Trying to quit weed? Oh yeah, like it hasn't crossed my mind... save it. Almost all of my so-called "friends" smoke. That's what we do when we go out, we smoke weed & seldom do other drugs. 30-40% of the conversation topics are about drugs. When we don't get high, we're thinking "Oh dude this would be so much cooler if we got high". Colleagues at my new school are so fucking retarded, I just can't stand to be around them and their stupid conversations, just so utterly boring.
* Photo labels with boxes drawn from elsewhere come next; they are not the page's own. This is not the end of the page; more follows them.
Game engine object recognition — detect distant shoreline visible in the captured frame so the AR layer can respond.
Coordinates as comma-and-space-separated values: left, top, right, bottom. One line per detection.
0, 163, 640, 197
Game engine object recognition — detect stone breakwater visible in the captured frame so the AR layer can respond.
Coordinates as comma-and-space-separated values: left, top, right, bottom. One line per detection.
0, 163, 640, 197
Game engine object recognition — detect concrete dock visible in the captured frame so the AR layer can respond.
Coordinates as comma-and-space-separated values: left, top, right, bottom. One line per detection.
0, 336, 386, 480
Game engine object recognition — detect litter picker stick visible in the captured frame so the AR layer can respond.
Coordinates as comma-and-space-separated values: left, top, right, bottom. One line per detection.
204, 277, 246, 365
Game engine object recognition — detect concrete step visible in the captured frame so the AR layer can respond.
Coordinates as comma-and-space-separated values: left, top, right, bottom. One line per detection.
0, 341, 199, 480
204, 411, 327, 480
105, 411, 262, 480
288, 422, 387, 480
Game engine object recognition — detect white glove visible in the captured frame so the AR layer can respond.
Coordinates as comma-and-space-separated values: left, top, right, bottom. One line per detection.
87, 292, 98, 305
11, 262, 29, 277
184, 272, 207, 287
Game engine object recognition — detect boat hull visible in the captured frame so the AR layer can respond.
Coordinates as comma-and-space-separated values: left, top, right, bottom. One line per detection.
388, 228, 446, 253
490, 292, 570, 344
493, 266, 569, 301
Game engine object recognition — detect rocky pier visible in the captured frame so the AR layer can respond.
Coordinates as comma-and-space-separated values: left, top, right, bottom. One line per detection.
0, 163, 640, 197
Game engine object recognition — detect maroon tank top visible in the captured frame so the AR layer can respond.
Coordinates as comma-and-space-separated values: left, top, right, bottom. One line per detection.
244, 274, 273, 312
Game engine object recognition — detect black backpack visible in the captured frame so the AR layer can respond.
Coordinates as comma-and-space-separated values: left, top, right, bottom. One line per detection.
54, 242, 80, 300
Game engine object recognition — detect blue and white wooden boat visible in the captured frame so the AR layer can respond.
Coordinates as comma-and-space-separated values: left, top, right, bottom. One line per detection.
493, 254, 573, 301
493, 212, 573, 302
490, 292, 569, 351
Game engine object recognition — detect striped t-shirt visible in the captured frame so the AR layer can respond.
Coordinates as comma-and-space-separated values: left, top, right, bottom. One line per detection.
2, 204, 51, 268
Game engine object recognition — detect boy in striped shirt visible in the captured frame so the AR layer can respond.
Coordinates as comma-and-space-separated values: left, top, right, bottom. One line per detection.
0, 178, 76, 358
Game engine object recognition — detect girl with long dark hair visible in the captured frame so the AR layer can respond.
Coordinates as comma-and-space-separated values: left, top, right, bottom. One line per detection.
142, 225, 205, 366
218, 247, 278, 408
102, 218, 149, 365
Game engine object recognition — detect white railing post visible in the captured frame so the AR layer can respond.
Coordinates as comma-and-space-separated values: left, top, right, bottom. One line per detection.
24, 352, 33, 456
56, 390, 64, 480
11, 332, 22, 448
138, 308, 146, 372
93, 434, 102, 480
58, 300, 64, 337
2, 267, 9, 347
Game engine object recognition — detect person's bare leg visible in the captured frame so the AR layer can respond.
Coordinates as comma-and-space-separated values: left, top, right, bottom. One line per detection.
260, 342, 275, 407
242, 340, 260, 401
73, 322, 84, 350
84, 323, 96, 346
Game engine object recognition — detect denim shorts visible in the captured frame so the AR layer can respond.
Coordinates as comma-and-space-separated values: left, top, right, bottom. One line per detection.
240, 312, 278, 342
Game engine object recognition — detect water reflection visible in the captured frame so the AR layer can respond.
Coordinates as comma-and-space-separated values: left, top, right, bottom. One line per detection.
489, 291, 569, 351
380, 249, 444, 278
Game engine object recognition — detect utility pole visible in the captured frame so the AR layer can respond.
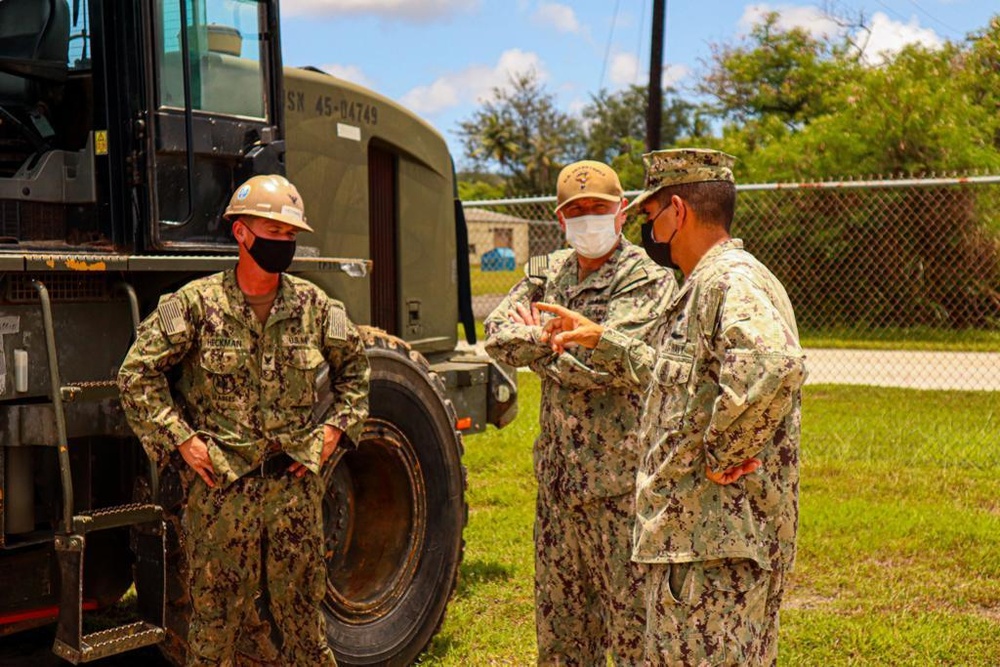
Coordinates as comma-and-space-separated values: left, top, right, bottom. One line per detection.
646, 0, 667, 152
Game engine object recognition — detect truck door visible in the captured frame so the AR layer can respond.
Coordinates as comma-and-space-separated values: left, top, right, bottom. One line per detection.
147, 0, 284, 251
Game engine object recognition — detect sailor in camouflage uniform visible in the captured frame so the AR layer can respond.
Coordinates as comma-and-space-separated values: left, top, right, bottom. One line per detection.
547, 150, 805, 665
486, 161, 676, 666
119, 176, 368, 667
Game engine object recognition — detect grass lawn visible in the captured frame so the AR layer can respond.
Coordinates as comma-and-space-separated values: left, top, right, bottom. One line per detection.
421, 373, 1000, 667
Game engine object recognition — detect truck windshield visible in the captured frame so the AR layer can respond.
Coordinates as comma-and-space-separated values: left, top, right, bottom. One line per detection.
156, 0, 267, 118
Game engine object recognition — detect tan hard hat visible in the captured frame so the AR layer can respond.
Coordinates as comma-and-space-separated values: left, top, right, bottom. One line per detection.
222, 174, 313, 232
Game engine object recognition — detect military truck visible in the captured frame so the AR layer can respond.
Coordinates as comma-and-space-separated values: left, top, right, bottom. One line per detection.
0, 0, 516, 665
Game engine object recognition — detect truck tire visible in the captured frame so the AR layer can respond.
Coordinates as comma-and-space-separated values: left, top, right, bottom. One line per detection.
324, 327, 468, 666
151, 327, 468, 667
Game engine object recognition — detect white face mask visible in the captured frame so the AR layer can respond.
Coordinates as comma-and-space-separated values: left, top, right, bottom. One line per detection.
564, 212, 618, 259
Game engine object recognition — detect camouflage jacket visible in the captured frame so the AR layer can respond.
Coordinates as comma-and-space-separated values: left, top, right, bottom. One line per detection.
486, 237, 677, 503
118, 270, 368, 484
592, 239, 806, 569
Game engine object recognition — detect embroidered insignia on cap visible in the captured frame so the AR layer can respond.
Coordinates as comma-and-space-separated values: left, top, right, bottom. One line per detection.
326, 306, 347, 340
156, 299, 187, 336
528, 255, 549, 278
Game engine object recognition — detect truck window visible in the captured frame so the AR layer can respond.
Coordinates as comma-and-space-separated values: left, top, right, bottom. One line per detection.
66, 0, 91, 72
156, 0, 266, 118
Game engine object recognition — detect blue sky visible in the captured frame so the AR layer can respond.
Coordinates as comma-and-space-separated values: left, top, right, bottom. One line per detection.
281, 0, 1000, 161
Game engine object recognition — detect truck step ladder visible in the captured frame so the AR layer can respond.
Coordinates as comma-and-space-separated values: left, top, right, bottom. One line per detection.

It's like they have no personality or nothing, they're like robots. I can't tell if it's me or them; it's probably them. I'm not really doing well at this new school either, mostly not going to classes because I fucking hate it to be honest. I don't even know what to do with my life anymore. All I'm really looking up to is when I'm going to go out with my junkie friends and fuck ourselves up. Everything is so boring and devoid of colour (winter probably has an influence in this) and I have to do extreme stuff just to keep myself from dying of boredom. I drive my car like a maniac all the time, I rarely drive under 100km/h (60miles/h) in residential areas. I make edgy comments all the time and to be honest most people are freaked out about this.
It's like I'm looking for something that isn't there, like there should be more to life. I'm never ever content with myself, not even when I'm high on weed, not anymore. Seems like I need harder drugs to get that rush I want, and even then it's fake, short-lived - that's why I don't really do stims that often anymore.
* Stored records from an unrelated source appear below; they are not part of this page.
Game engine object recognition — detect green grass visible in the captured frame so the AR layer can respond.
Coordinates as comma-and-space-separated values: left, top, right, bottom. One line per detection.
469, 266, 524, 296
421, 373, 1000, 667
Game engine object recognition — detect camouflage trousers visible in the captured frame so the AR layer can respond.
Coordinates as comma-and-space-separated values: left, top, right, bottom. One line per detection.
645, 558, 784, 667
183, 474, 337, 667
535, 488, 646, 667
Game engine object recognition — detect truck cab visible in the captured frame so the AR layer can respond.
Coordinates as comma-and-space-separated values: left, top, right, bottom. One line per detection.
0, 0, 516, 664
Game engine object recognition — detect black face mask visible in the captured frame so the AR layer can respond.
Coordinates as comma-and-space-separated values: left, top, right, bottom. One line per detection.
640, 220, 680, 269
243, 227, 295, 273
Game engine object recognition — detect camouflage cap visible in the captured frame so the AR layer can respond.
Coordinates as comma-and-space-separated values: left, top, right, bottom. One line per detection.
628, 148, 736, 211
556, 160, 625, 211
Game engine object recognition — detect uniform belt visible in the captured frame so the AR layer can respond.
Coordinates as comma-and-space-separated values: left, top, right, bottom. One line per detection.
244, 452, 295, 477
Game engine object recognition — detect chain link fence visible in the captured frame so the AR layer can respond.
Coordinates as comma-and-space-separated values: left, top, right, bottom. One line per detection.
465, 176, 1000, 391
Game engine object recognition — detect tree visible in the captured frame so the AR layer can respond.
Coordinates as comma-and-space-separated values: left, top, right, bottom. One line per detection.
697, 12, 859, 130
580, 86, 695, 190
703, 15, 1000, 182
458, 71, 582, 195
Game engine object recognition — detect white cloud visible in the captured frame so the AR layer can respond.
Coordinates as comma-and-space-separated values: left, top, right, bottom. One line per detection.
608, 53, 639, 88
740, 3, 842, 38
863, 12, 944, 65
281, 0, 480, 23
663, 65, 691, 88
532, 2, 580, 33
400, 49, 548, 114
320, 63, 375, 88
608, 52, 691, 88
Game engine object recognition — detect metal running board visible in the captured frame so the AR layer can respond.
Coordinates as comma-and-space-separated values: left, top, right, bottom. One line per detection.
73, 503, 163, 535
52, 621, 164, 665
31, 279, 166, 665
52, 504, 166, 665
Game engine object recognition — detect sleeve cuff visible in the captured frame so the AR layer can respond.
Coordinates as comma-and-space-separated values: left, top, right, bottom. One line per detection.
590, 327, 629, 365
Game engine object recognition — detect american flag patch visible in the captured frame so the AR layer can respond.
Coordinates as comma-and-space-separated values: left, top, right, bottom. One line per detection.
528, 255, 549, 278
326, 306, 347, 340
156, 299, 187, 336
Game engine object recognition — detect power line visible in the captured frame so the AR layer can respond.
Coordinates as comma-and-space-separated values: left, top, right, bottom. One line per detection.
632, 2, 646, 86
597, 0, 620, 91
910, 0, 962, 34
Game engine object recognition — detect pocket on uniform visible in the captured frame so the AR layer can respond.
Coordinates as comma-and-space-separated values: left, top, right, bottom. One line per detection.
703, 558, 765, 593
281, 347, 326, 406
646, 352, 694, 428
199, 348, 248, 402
I have absolutely no idea if all this shit is because of my heavy cannabis-use or not, but it probably has something to do with it.
I'm not usually the type to be so open about all these things, I usually try and tough it out, i'm a proud individual and I never really expected anybody to be able to help me. Someone once arranged for me to go to this psychiatrist friend of hers hoping that it might help, I went to him just for her but I refused to talk to him about my problems when, I just told the man everything was fine and that I really shouldn't be there, and that everything was good and cheerful... Bleah. I don't like to show weakness.
I could write all night on the topic but you must be getting bored, I'm rambling. Fuck.
I have never done MDMA before, nor had much experience with other empathogenic or psychedelic substances.
My question is, will MDMA help me see a better side to life, help me be more content and motivate me to achieve my goals and fix my problems? I heard it is good for stuff like this. Other than that, please be free to give me any advice you see fit.